Edy Purwoko, pemuda Desa Bulurejo Kec. Purwoharjo Kab. Banyuwangi menjadi ikon petani milenial. Bukan sekadar petani seperti gambaran zaman dulu yang “ndeso”, Edy Purwoko memberi inspirasi bahwa petani bisa keren meski harus bergelut dengan sawah dan ladang. Edy merupakan pemuda entrepreneur di bidang pertanian. Pria ini aktif mengikuti kegiatan bertema pertanian untuk kalangan muda yang digelar sejumlah BUMN. Termasuk Perusahaan Listrik Negara (PLN).
Oleh Gatot Susanto
EDY PURWOKO tersenyum sumringat saat menerima penghargaan Silver Apreciation sebagai Wirausaha Tangguh 2021 kategori Electrifying Heroes yang digelar PT PLN (Persero) pada 30 November lalu. Senyumnya merentang penjang perjuangannya menekuni dunia pertanian sejak tahun 2011.
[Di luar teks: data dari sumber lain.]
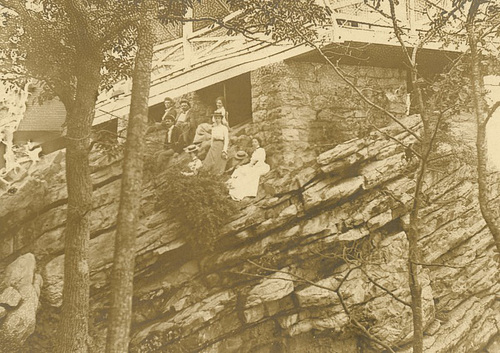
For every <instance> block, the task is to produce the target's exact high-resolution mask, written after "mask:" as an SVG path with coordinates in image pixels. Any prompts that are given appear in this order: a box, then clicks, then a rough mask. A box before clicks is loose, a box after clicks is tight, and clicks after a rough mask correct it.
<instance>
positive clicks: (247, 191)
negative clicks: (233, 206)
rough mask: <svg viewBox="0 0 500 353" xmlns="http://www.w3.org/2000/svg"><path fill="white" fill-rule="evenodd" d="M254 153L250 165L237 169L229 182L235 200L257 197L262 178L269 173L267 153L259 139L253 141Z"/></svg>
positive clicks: (253, 153)
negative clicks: (257, 192) (255, 196)
mask: <svg viewBox="0 0 500 353" xmlns="http://www.w3.org/2000/svg"><path fill="white" fill-rule="evenodd" d="M252 147H253V148H254V152H253V153H252V158H251V159H250V163H248V164H245V165H242V166H241V167H238V168H236V170H235V171H234V172H233V174H232V175H231V179H229V181H228V185H229V195H231V197H232V198H233V200H237V201H240V200H242V199H243V198H245V197H255V196H257V192H258V190H259V182H260V176H261V175H264V174H266V173H267V172H269V170H270V167H269V164H267V163H266V151H265V150H264V149H263V148H262V147H260V141H259V139H257V138H254V139H252Z"/></svg>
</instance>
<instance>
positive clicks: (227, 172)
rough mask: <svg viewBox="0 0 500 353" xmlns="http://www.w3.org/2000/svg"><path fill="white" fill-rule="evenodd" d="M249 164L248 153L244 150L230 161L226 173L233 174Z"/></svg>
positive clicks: (236, 155)
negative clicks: (246, 164) (235, 169)
mask: <svg viewBox="0 0 500 353" xmlns="http://www.w3.org/2000/svg"><path fill="white" fill-rule="evenodd" d="M248 162H249V158H248V153H246V152H245V151H243V150H240V151H238V152H236V154H235V155H234V157H233V158H231V159H229V161H228V166H227V169H226V173H228V174H231V173H233V172H234V171H235V169H236V168H238V167H239V166H241V165H243V164H246V163H248Z"/></svg>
Bukan hanya untuk dirinya sendiri, tapi juga melibatkan warga lain di desanya. Khususnya para pemuda, agar tergerak ikut terjun mengolah lahan pertanian di desanya, menanam buah naga, demi masa depan.
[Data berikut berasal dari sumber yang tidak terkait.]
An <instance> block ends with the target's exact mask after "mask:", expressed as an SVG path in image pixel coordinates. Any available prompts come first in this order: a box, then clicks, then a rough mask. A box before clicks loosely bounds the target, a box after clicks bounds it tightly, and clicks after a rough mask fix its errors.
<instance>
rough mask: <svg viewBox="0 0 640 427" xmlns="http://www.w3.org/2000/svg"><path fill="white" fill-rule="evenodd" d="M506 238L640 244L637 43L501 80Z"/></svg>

Bukan perkara mudah merintis usaha pertanian mengingat bidang ini seakan tidak memberi masa depan yang baik. Edy Purwoko sendiri bukan petani sejati sebab dia sempat tergoda juga dengan iming-iming hidup enak di kota.
ahkan kepincut iming-iming dolar yang ditawarkan profesi tenaga kerja Indonesia (TKI) atau pekerja migran Indonesia (PMI). Edy pun sempat menjajal peruntungan ke luar negeri. Meninggalnya desa pergi merantau ke Korea Selatan dan kemudian ke Taiwan. Namun takdirnya ternyata ada di Bulurejo. Sebagai petani. Berteman dengan si naga.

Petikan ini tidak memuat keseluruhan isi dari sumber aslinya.